Companies keen on keeping employees happy and motivated will want to pull out all the stops to make sure they are putting a great employment package on the table. But are the benefits they are providing as part of this offer really meeting employee demands? Or is there something missing that could be addressed? Judging by the results of the recent Global Benefits Survey, carried out by Willis Towers Watson, it’s the latter that seems to be the answer for many.
The survey found that only one third of employees believe their overall package offers them enough choice and flexibility. This is as opposed to the two thirds (61%) of employers who believe that its workforce is happy with the benefits provided. The report suggests there is a disconnect in views between what an employee wants, and what employers are actually offering.

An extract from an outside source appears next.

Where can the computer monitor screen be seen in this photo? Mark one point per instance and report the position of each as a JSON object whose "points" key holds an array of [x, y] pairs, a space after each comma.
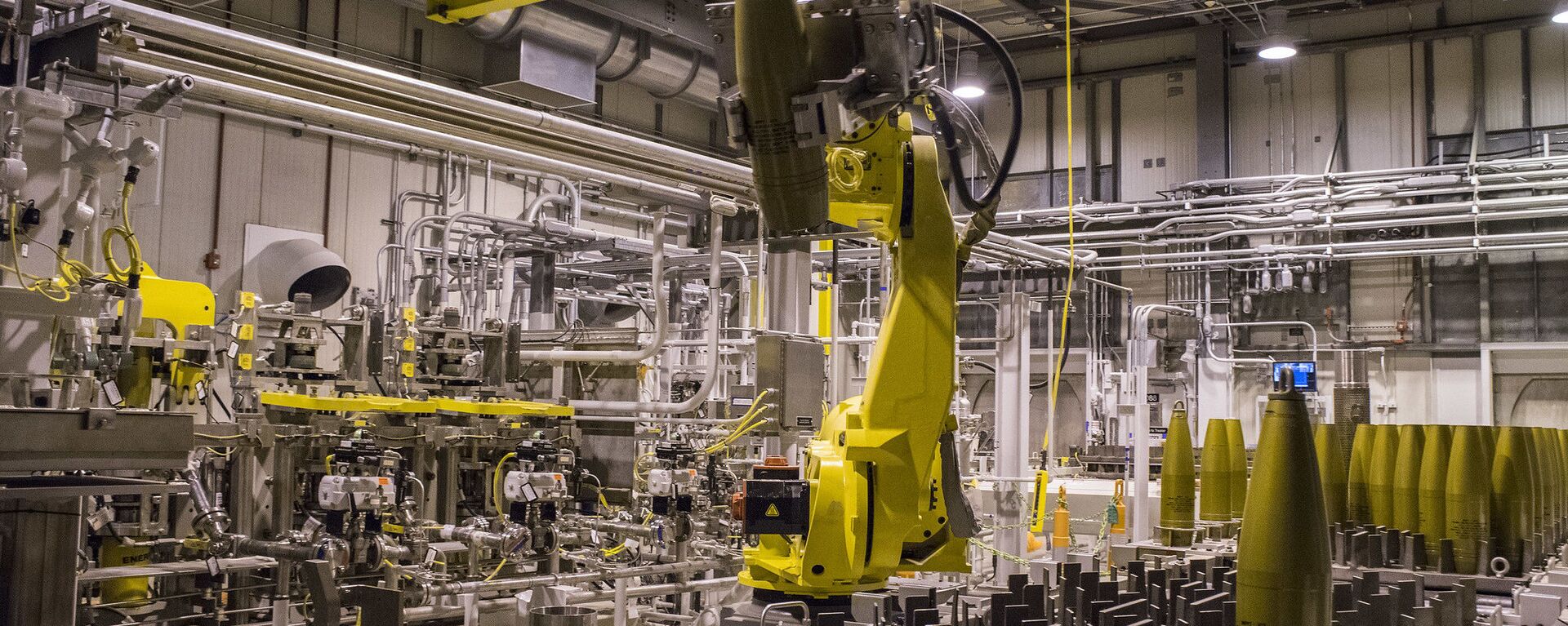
{"points": [[1303, 372]]}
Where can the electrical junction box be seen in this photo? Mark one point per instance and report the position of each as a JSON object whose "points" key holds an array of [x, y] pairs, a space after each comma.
{"points": [[341, 493], [797, 374], [670, 482], [777, 507], [528, 486]]}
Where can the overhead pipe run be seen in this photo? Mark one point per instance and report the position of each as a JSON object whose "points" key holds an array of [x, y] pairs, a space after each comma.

With this disparity in viewpoints, employers might be worried about the impact that a disappointing package of benefits is having on current staff attitudes and job satisfaction levels. If an employee isn’t receiving satisfactory benefits, they might start to look around elsewhere. Failure to meet these expectations and requirements can be damaging for organisations from a retention perspective.
A personalised package
To determine which benefits are most desirable, employers might need to look closely at their employee’s changing lifestyle. While free healthcare or perks focusing on wellbeing could be appealing to many, for some employees this might not be fulfilling their current needs. For example, if an individual’s family structure has changed since joining the company and they now have a child, they might require benefits which are better suited to this change in circumstances. This might mean providing them with the option to work flexible hours or offering childcare vouchers for additional support.
This adaptability on benefits package would certainly be valued – 58% of employees in a MetLife report said they wanted a customised option which was based on their personal information. If employees knew that they could customise what they received, this would be a big morale booster as they’d feel well engaged and appreciated.

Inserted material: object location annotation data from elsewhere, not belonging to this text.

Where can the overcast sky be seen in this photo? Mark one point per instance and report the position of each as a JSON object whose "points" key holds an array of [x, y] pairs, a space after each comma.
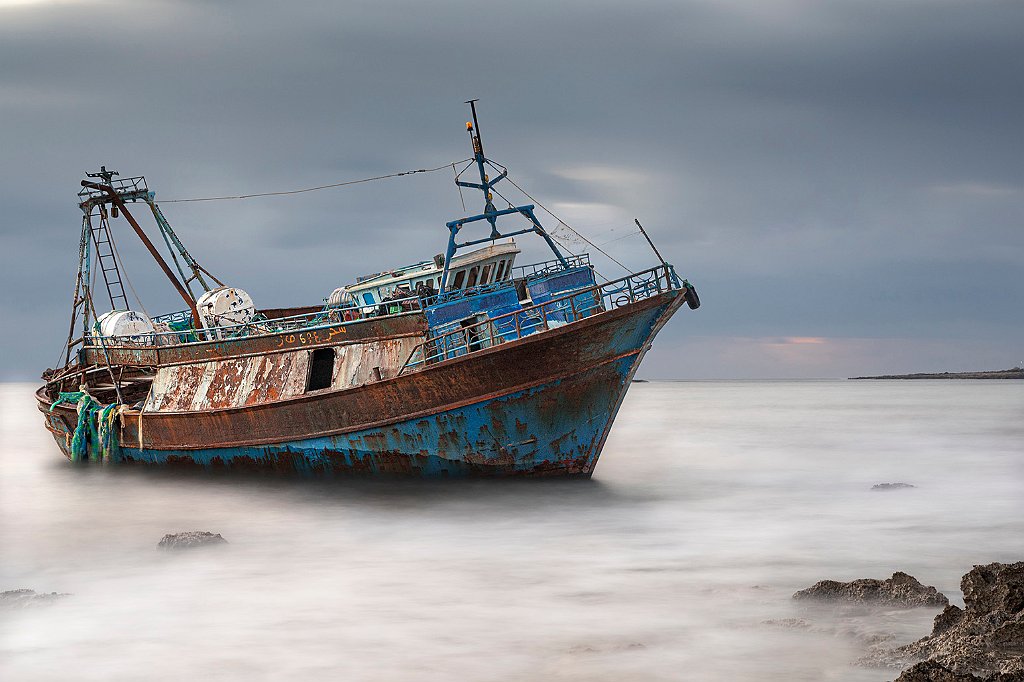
{"points": [[843, 181]]}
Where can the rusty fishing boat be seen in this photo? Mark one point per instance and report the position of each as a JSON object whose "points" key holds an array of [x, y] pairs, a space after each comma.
{"points": [[462, 365]]}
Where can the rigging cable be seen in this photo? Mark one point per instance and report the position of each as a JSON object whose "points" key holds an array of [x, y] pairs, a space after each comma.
{"points": [[569, 227], [322, 186]]}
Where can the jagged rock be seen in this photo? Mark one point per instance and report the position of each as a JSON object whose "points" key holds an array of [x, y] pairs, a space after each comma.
{"points": [[28, 598], [901, 590], [985, 639], [190, 539], [929, 671]]}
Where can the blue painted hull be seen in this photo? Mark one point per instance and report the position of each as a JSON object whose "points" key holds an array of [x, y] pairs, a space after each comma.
{"points": [[540, 406], [518, 433]]}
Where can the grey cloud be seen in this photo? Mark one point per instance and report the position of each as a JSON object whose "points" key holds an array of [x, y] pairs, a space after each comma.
{"points": [[796, 159]]}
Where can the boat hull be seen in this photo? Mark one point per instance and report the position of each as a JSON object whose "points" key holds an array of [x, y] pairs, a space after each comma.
{"points": [[539, 406]]}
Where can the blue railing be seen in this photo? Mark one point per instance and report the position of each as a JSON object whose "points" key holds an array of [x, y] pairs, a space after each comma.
{"points": [[571, 307]]}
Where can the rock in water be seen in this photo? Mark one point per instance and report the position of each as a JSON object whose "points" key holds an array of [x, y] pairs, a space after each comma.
{"points": [[901, 590], [190, 539], [985, 639], [929, 671], [28, 598]]}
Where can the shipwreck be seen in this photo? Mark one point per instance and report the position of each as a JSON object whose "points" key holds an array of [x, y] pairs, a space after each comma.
{"points": [[466, 364]]}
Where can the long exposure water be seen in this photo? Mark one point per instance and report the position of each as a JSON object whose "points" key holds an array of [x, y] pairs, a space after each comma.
{"points": [[712, 504]]}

How should these needs be determined?
If employees aren’t communicating what it is they want from their company from a benefits standpoint, then it will naturally be difficult for an employer to know what they should be offering.
To address this, employees and employers could sit down on a regular basis to review their benefits package – this could be done annually, if not more regularly. This will help employers to understand what drives their staff and allow for the benefits on offer to be tweaked, should situations have changed since the last review date.
Overall, the takeaway from recent reports is that there is no one-size-fits-all benefits package. Employees value different perks at different stages of their working lives. If employers can accommodate individual needs and provide a good mix of benefits then they can, however, be content in the knowledge that they are doing all they can to ensure their workforce is happy with their current situation.